“I think I always desired to come to DePauw,” the 44th Vice President of the United States said to a crowd of just over 800 in DePauw University’s Kresge Auditorium. “It’s a great school and it’s great to be home. Every time you come back you go back through memory lane. The longer you’re away from it the more you’ll yearn for it.”
Quayle, a 1969 DePauw graduate, talked politics, his rise to the vice presidency and the value of a liberal arts education during his 2 hour conversation with students and communications professor and fellow DePauw alum, Jeffery McCall.
“The liberal arts education exposes you to life,” the former vice-president said. “It’s what you learn in the classroom, but it’s also what you learn outside of the classroom.
Quayle said his rise to the white house, “all started at DePauw.” “When you see fellow alums, you always say ‘it all began at DePauw’ and it does all begin at DePauw. You can talk about where you were born, where you went to high school, but it’s where you went to college, and this is going to stick with you the rest of your life. You’re going to be amazed at the rewards you’re going to have after having gone to this great university.”
After his graduation from DePauw, Quayle attended law school, worked in a few public offices for the state and at age 27 he won a seat in US House of Representatives. Soon after at 33, he was elected to his Senate seat, which would serve as his launch pad to the White House.
After receiving a phone call from then, candidate George H.W. Bush, Quayle confirmed his interest in the position. His children were less than optimistic about his chances. “He’s not going to pick you…you’re not even a famous Senator,” his eldest daughter remarked.
Quayle didn’t just tell his own story.
Usually refraining from commenting on state legislation, Quayle also a former Senator and Representative for Indiana offered his take on the state’s controversial bill entitled RFRA, more popularly known as the “religious freedom bill.” He said, “I do think we ought to take a little bit of a pause here, and see what the bill really does. [We should] see what the fix can be and have an intelligent discourse on two very fundamental principles that are wrapped around this issue—the principles of religious freedom and religious liberty and the principle of nondiscrimination, Quayle said, “that there should not be any tolerance for discrimination against one’s race, religion or sexual orientation."
He also commented on the media firestorm that resulted as a result of the controversial legislation currently sitting on Governor Mike Pence’s desk. “When you hear words like Indiana, Hoosiers, believe in discrimination you have people like Al Sharpton saying this is like slavery and the Jim Crow laws, you just say, ‘Come on, let’s have a discussion,’ the nation’s former vice president said. “Let’s have a rational discussion.

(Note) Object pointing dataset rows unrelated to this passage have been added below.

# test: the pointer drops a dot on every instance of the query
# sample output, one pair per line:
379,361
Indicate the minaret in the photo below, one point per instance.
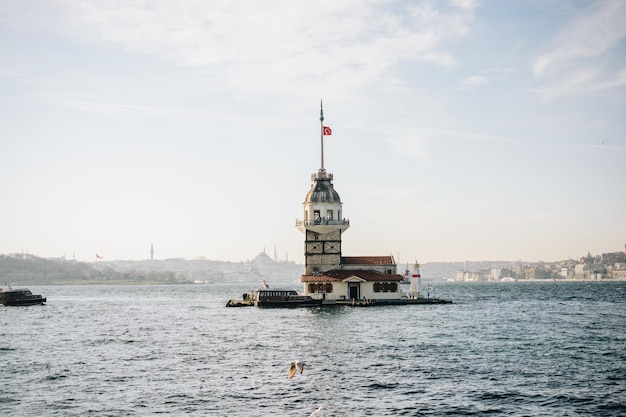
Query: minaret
323,221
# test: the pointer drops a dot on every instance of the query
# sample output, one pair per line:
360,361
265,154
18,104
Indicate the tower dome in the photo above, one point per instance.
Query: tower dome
322,190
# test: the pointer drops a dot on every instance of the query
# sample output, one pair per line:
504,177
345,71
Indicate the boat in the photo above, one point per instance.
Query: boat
20,297
274,298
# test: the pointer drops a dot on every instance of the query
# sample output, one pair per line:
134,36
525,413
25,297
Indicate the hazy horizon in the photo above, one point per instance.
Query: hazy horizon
462,130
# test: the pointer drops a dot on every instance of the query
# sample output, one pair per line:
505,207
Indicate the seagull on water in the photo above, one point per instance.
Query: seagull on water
318,411
295,367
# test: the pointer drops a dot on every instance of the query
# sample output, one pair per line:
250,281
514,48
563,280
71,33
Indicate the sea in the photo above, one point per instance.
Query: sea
502,349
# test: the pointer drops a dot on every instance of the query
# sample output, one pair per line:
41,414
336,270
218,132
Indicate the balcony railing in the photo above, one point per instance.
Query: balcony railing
323,222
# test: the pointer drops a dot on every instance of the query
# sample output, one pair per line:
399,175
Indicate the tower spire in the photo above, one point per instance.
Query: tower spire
322,135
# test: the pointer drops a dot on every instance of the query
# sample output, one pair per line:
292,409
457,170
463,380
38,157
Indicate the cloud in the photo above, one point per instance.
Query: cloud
584,54
485,76
475,80
274,43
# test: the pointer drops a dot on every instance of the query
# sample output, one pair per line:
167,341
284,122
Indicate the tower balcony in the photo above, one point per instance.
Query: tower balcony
322,226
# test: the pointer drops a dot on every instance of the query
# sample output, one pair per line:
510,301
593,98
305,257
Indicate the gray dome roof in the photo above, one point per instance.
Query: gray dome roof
322,191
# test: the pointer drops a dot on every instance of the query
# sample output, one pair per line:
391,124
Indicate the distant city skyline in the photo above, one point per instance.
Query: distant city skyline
461,130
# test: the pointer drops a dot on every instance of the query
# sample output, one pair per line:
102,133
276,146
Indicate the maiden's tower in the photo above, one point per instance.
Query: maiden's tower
328,273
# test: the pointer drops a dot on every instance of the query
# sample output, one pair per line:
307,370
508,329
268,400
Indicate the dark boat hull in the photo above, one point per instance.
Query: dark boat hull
25,302
289,303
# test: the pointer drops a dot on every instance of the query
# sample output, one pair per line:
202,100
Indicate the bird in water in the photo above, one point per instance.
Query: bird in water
295,367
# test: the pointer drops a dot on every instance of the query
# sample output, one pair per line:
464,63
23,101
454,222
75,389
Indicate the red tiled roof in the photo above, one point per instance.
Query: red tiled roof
367,260
339,275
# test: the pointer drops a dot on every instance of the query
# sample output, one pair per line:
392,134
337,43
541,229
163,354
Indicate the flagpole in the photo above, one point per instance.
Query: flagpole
322,133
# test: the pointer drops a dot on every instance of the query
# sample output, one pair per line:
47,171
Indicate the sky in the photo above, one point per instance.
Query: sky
462,130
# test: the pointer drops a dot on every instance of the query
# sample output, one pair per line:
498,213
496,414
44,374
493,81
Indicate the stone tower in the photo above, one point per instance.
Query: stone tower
323,221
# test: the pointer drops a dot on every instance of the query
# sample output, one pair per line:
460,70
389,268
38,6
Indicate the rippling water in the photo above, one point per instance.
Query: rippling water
518,349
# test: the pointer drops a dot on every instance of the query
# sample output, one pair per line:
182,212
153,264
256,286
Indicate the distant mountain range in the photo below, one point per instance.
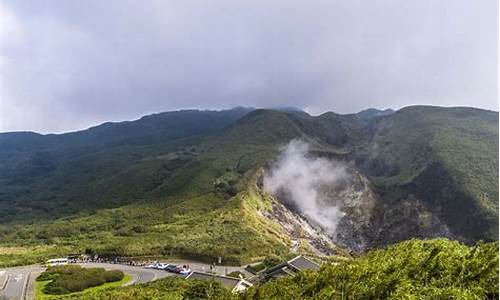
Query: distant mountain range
189,183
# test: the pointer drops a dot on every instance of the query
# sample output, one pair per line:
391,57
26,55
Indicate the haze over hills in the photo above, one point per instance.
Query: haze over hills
191,183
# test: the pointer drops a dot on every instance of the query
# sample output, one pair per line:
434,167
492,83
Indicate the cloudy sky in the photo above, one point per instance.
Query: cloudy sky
67,65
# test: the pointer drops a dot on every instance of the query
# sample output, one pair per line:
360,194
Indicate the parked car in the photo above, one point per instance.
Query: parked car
150,266
173,269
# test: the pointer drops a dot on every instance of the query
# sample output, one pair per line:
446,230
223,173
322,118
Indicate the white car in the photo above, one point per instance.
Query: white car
162,266
185,271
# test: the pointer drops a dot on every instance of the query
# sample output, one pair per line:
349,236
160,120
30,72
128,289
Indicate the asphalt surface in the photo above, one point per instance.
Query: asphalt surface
20,280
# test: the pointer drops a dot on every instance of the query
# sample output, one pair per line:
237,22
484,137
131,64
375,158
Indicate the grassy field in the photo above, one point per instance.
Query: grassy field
147,191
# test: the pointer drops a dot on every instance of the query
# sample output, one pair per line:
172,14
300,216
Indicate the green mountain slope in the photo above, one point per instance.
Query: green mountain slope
435,269
189,183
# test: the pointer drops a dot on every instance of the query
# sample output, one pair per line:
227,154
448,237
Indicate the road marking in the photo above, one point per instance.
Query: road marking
4,284
25,287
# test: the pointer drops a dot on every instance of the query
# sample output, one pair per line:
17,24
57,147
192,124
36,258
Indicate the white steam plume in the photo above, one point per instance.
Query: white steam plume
302,181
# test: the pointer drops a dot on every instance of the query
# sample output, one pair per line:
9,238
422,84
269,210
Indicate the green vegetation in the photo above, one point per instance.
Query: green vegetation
416,269
169,288
59,280
186,184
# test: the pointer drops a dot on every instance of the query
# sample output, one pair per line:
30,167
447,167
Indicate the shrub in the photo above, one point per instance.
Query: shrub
73,278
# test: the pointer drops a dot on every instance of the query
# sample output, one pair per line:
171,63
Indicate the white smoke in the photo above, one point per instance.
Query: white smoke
302,181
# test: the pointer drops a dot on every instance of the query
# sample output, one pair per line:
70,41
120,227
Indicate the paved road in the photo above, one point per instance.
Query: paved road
20,280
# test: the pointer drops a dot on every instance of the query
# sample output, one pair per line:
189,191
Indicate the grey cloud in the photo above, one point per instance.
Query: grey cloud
67,65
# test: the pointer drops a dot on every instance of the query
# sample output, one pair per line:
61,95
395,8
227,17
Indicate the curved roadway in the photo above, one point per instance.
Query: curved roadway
18,282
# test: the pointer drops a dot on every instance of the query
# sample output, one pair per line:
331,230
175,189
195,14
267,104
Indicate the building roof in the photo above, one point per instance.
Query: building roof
301,263
229,282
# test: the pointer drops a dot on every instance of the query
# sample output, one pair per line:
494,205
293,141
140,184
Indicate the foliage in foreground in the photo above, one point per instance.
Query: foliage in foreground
73,278
416,269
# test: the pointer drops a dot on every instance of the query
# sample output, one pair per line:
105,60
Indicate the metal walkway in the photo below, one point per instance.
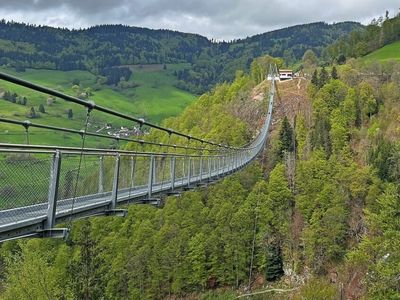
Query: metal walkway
66,182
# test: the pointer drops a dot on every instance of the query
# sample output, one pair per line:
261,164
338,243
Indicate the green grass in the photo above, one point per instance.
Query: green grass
155,98
391,51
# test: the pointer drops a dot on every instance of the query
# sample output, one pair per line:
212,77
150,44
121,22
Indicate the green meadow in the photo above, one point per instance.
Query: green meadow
153,98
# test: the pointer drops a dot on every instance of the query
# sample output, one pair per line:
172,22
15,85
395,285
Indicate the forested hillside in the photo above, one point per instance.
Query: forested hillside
358,43
99,48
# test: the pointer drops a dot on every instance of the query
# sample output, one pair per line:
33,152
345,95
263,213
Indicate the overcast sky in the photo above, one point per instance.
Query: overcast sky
218,19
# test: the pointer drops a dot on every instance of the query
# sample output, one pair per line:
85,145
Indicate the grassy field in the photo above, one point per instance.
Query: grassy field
154,98
391,51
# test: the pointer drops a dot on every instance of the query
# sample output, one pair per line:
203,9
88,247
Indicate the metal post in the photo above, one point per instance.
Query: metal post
173,164
114,194
209,168
189,170
53,188
151,176
101,175
133,163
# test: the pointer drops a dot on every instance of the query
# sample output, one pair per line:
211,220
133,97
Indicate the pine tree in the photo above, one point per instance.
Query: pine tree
323,77
70,114
274,264
41,109
314,79
286,138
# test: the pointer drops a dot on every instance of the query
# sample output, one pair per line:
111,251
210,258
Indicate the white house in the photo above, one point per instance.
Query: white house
285,74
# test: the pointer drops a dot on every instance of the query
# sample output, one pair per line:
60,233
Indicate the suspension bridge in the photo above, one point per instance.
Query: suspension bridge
47,185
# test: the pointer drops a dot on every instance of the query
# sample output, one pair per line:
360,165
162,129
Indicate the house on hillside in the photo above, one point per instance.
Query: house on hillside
284,74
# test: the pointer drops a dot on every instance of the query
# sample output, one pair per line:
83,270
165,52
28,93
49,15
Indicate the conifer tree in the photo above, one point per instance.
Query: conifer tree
323,77
314,79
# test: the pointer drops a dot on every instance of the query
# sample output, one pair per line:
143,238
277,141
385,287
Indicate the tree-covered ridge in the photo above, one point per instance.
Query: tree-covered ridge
105,46
322,212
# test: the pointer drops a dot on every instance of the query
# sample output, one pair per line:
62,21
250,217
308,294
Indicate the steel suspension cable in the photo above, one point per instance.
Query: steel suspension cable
79,167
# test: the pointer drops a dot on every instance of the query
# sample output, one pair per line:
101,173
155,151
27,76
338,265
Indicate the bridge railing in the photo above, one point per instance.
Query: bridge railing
41,186
47,185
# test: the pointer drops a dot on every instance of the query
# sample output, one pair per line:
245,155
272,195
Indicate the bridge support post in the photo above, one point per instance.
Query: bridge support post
173,164
133,163
219,165
201,168
53,188
189,170
101,175
114,195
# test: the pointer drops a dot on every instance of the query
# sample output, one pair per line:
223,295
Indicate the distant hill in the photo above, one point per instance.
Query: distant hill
104,46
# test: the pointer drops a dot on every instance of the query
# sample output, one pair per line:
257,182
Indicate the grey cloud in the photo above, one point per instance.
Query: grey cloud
223,19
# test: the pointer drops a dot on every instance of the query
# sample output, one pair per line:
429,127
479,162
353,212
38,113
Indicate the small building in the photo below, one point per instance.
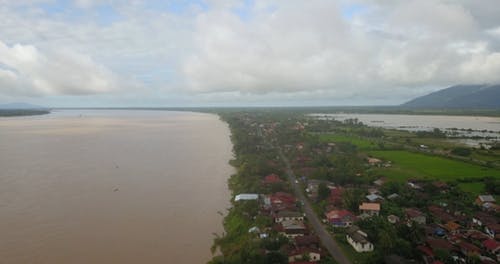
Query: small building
492,246
309,241
313,255
482,199
468,249
336,195
246,197
340,218
292,228
392,219
393,196
414,215
282,198
288,215
379,182
358,239
493,230
374,198
452,227
272,179
374,161
482,218
370,209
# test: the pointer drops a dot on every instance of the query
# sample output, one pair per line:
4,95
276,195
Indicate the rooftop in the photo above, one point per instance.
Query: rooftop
370,206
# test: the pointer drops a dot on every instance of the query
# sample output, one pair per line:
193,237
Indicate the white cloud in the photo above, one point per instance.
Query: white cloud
27,70
274,49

Let’s figure out what this is all about.”
He also commented on other important issues facing the United States including North Korea, Iran’s nuclear program and unrest in the Middle East. Quayle encouraged a bipartisan approach to these and other challenges facing the United States.
“Today members of the house and a lot of the senators don’t move their families to Washington,” Quayle said he and Democratic Senator, Dick Gephardt became friends, “not necessarily on the house floor where we were pounding each other everyday. We became friends because his kids were about the same age as my kids, and we lived close to each other, and we shared rides.”
Including lines that only people associated with DePauw could understand Quayle recalled his own experience, one he credited with starting his rise to prominence.
Quayle also cracked several jokes for the audience predominantly consisting of DePauw faculty, students and alumni.
“If you know the location of the DKE [Delta Kappa Epsilon] house is on 620 Anderson Street and the [Kappa Alpha] Theta house is way down over here,” he said. “And my dad a DKE married a theta, and that had to be true love to walk all the way across campus. I dated the Kappas and Pi Phis, I didn’t make it that far.”
When it came time for his children to choose a college Quayle admitted, “I wanted them to look at DePauw.”
They were afraid people would know them already if they attended.
“You guys are really not that smart,” Quayle, said, “wherever you go, they’re going to know where you are. So they picked Lehigh, Duke and Vanderbilt for whatever reason.”
McCall responded, “those were good schools though,” to which Quayle asserted, “They were good schools, but they weren’t as good as DePauw.”
First-year, Sarah Redman enjoyed the former Vice President’s remarks, “It was a great experience,” she said. “I was very inspired to see how far a liberal arts education can take you.”
After his lecture Quayle interacted with students on a campus tour, sitting in on a course and even playing golf with a few students. Sophomore golfer, Alex Ramirez, enjoyed her time on the course with Quayle.
“Playing golf with the former Vice President was truly a unique experience. It’s not everyday that you can play a round with someone who used to be in your shoes,” Ramirez said. “Hearing his experience just highlighted DePauw’s growth and impact on his life.”
Quayle’s lecture marked the year’s fourth Ubben lecture. Indianapolis Colts quarterback and Stanford University graduate, Andrew Luck is scheduled to be on campus April 24th.